Na avaliação dos investigadores, o impacto da corrupção tem sido a impossibilidade de aumentar a renda aos clubes que participam da competição. Para a edição de 2016, por exemplo, o torneio vai distribuir pouco mais de US$ 7,2 milhões ao campeão. O valor é apenas pouco mais de 12% do que o vencedor da Liga dos Campeões na Europa receberá este ano: cerca de US$ 58 milhões.
Se parte da explicação para o abismo que existe entre a renda na Europa e na América do Sul é a diferença de desenvolvimento econômico entre as duas regiões, os documentos da Justiça revelam que outra constatação é de que os contratos comerciais da Libertadores poderiam ser bem superiores se não fosse pela corrupção na Conmebol e nas federações nacionais.
Uma denúncia apresentada a uma corte de Montevidéu contra a Conmebol, por exemplo, aponta um valor estimado de US$ 68 milhões entre 2011 e 2014 que teria feito parte de um esquema de corrupção. Isso sem contar com o contrato já fechado entre 2015 e 2020 para a transmissão dos jogos.
“O mecanismo utilizado consistia em que a T & T Global ficaria encarregada de adquirir os direitos a um preço inferior ao que correspondia e, logo, cedê-los à Fox Sports e à Rede Globo a um preço muito superior, beneficiando ilegitimamente entre outros o sr. J.G (hoje falecido) e E. F.. A sigla J.G. se refere a Julio Grondona, ex-chefão do futebol argentino e vice-presidente da Fifa. E.F. é Eugênio Figueredo, ex-presidente da Conmebol.
Figueredo, segundo a investigação, recebeu “enormes somas de dinheiro indevido, provenientes de empresas dedicadas à comercialização de televisão dos torneios”. No processo, Figueredo também admitiu que recebia um salário de US$ 40 mil como presidente da Conmebol, além de outros US$ 50 mil por mês “graças a pagamentos de empresas como a T&T.
Essa não era a única renda extra do ex-presidente da Conmebol. Em seu depoimento em Montevidéu em 24 de dezembro de 2015, Figueredo confirmou que recebeu da empresa Full Play Group S.A. US$ 400 mil para “manter esses contratos”. O uruguaio também disse que essa “foi a quantia que cada um dos presidentes das federações nacionais recebeu pela assinatura de contratos de direito de televisão”.
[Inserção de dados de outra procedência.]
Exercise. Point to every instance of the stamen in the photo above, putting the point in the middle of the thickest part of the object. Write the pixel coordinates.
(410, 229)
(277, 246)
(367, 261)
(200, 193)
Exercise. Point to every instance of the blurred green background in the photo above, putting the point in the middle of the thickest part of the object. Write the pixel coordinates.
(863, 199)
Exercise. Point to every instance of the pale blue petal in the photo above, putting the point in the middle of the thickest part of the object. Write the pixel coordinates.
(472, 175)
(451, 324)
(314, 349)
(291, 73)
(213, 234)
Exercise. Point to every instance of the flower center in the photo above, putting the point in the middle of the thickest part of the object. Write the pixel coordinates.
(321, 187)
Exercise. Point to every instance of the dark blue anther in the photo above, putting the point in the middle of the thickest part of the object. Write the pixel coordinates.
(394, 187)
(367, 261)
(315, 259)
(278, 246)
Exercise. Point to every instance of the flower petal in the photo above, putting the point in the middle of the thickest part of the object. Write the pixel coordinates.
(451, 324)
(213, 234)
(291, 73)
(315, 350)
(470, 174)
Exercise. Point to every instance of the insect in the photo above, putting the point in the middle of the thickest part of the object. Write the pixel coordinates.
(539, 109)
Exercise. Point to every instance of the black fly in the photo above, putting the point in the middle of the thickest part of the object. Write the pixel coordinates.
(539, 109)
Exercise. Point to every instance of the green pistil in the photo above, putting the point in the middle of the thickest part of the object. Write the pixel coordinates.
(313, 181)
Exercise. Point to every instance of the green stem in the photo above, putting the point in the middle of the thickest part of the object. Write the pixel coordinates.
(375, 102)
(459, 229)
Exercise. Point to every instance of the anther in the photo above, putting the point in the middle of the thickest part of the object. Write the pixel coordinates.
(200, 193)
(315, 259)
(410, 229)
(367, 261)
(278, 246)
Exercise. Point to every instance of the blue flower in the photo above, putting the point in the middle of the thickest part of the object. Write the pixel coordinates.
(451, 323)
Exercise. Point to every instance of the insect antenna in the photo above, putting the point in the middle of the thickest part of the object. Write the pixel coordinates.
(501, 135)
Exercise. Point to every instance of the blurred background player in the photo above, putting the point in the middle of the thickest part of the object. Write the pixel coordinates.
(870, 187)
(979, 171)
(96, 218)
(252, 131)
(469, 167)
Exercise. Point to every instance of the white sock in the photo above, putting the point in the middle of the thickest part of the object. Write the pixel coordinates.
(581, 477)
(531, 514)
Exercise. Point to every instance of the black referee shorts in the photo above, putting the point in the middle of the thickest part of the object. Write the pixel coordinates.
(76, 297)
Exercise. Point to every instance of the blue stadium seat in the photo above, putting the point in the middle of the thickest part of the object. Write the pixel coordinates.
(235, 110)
Já nos documentos do Departamento de Justiça dos Estados Unidos, as investigações apontam que “em vários momentos Marco Polo del Nero, José Maria Marin, José Luis Meiszner e Ricardo Teixeira também solicitaram e receberam propinas e subornos de Alejandro Burzaco e do Co-Conspirador #12 em troca de seu apoio para a T&T se manter como a detentora dos direitos da Copa Libertadores, entre outros torneios”.
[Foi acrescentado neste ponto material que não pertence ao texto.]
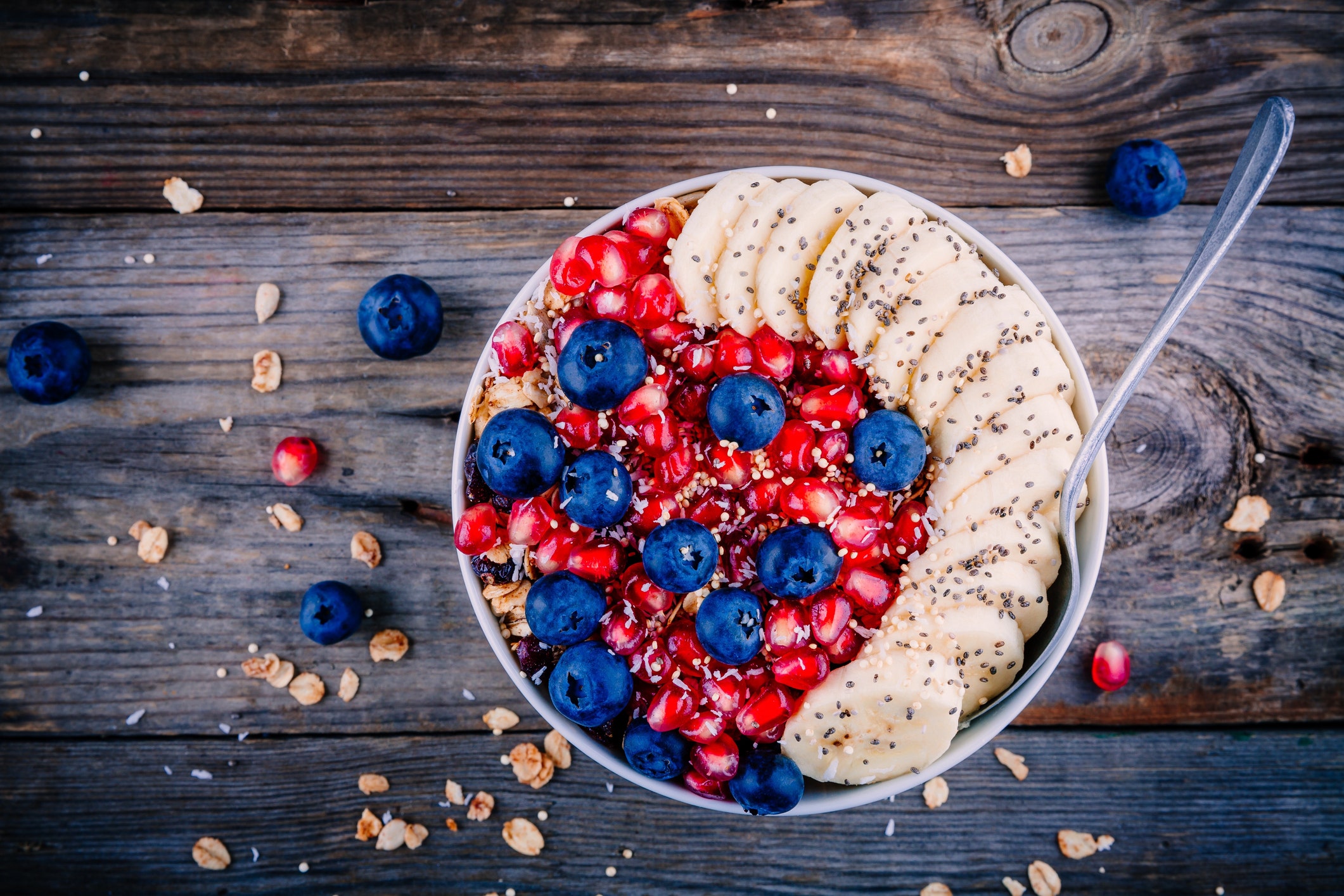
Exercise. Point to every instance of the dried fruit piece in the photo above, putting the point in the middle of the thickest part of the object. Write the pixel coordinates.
(267, 370)
(268, 300)
(349, 686)
(523, 837)
(482, 807)
(501, 719)
(364, 548)
(1269, 589)
(212, 855)
(371, 783)
(1250, 513)
(1013, 762)
(558, 748)
(936, 791)
(307, 688)
(387, 644)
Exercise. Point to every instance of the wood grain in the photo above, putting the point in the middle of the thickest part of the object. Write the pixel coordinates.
(487, 105)
(1168, 798)
(1256, 367)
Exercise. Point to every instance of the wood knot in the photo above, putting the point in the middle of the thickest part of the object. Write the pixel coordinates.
(1059, 37)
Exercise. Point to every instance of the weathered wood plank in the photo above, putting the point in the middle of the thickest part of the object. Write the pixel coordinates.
(516, 105)
(1190, 812)
(1256, 367)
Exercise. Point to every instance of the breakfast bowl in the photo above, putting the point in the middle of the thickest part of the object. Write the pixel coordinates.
(1049, 626)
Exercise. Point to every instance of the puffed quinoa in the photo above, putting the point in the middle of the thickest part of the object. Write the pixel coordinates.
(364, 548)
(387, 644)
(267, 371)
(558, 748)
(212, 855)
(349, 686)
(482, 807)
(523, 837)
(371, 783)
(307, 688)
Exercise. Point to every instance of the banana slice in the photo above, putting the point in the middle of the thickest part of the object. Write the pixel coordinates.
(892, 277)
(734, 283)
(876, 718)
(918, 320)
(1018, 374)
(1032, 484)
(864, 236)
(792, 254)
(702, 241)
(970, 340)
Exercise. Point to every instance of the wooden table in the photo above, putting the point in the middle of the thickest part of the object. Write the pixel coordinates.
(338, 143)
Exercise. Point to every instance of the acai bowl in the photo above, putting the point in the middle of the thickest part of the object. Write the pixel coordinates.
(812, 435)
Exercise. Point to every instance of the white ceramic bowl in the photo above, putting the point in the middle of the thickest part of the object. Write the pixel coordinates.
(983, 727)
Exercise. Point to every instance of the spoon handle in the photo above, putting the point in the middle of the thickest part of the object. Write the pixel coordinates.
(1256, 167)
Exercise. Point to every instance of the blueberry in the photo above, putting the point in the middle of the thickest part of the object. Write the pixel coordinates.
(601, 364)
(656, 754)
(519, 454)
(681, 555)
(49, 363)
(401, 317)
(1146, 177)
(596, 489)
(797, 562)
(729, 625)
(563, 609)
(746, 409)
(889, 451)
(591, 684)
(768, 783)
(330, 611)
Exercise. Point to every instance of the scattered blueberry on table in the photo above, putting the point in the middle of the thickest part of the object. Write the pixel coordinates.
(49, 362)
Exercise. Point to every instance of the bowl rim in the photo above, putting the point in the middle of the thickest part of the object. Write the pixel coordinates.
(982, 729)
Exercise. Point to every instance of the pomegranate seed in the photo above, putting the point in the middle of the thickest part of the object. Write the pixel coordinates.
(717, 758)
(870, 590)
(705, 727)
(838, 367)
(734, 355)
(623, 629)
(909, 535)
(731, 468)
(809, 500)
(698, 362)
(568, 324)
(786, 626)
(570, 274)
(803, 668)
(478, 530)
(762, 496)
(773, 355)
(293, 460)
(514, 349)
(832, 405)
(1111, 665)
(531, 520)
(651, 225)
(643, 404)
(703, 785)
(596, 561)
(831, 613)
(579, 428)
(652, 301)
(846, 648)
(658, 434)
(771, 707)
(672, 706)
(792, 448)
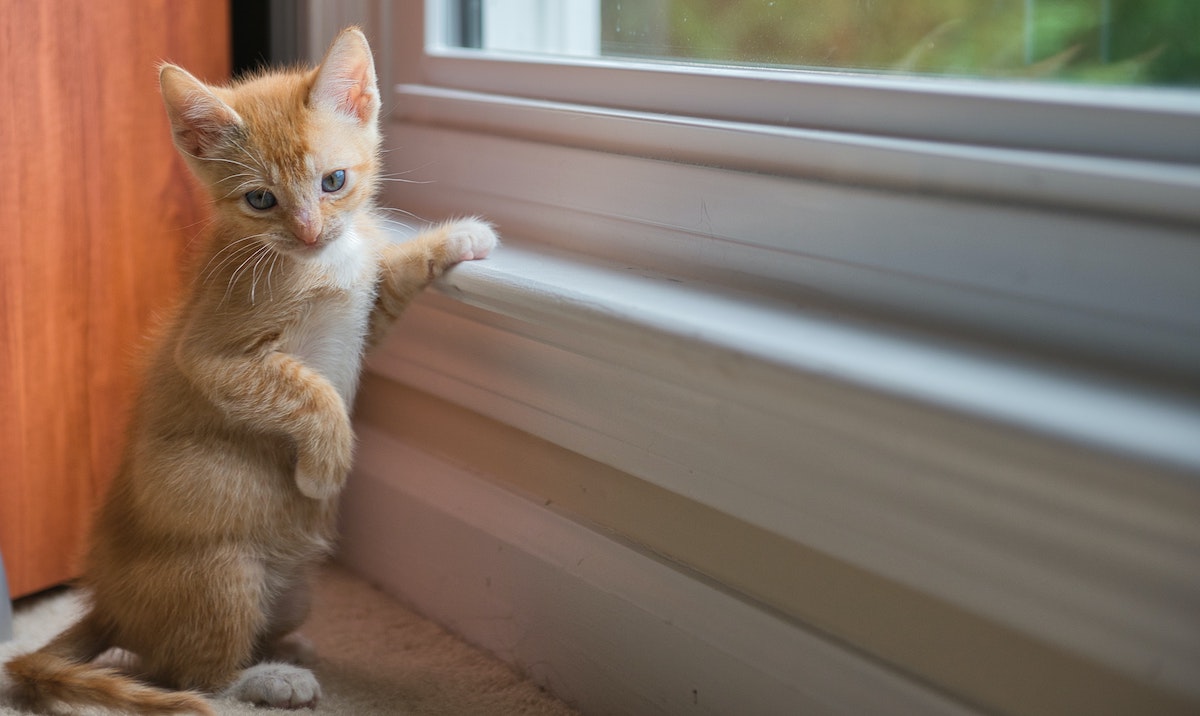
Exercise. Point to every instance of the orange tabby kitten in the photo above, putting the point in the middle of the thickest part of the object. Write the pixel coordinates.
(240, 440)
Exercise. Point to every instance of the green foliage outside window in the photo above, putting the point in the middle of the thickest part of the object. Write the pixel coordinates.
(1090, 41)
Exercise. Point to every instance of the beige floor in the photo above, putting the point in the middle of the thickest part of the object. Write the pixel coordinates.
(375, 657)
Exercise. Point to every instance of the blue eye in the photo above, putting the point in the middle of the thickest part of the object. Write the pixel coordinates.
(261, 199)
(334, 180)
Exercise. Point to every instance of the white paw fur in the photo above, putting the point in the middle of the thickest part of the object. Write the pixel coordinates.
(471, 239)
(276, 685)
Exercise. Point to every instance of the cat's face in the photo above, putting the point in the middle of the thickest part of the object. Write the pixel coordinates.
(288, 157)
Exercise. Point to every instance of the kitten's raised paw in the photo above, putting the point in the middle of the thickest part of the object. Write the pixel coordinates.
(469, 239)
(276, 685)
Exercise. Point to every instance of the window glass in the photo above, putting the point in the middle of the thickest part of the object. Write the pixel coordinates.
(1151, 42)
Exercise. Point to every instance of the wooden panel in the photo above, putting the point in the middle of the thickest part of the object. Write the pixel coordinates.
(96, 217)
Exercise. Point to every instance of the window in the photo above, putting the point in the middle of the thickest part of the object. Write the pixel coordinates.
(1083, 41)
(931, 289)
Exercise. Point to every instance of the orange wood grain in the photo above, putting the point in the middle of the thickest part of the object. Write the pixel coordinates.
(95, 215)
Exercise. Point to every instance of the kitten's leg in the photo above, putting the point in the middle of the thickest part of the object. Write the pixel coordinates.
(411, 266)
(275, 392)
(198, 629)
(281, 643)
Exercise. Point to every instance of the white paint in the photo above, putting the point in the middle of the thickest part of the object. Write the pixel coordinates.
(604, 626)
(869, 445)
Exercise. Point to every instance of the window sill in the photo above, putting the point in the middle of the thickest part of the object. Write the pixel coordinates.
(1035, 497)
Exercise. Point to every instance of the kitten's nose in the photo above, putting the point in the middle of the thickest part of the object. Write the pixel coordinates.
(306, 226)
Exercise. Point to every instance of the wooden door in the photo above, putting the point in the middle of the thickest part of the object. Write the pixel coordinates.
(95, 215)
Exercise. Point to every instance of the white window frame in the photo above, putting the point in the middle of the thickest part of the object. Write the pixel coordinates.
(991, 288)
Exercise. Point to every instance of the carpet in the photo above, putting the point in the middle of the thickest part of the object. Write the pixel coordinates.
(373, 657)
O esquema de corrupção envolvia a ameaça aos clubes que tentassem questionar o sistema. Segundo o auto do processo contra a Conmebol no Uruguai, os times do país chegaram a ser ameaçados de expulsão dos torneios internacionais.
Eugenio Figueredo admitiu que as ameaças ocorriam graças às ligações de um de seus diretores, Gorka Villar, com a cúpula da Fifa. Villar é filho de Angel Maria Villar, presidente da Real Federação Espanhola de Futebol (RFEF) e membro do Comitê Executivo da Fifa. Segundo jornais paraguaios, Villar entrou na Conmebol há poucas semanas e, com assessores, destruiu parte dos arquivos da entidade. Ele nega.
Procurado pelo reportagem do jornal O Estado de S. Paulo, Marco Polo del Nero rebateu as acusações, em nota enviada pela CBF. “O presidente Marco Polo Del Nero refuta veementemente que tenha havido pedido ou recebimento de valor indevido em qualquer circunstância de sua trajetória no futebol”.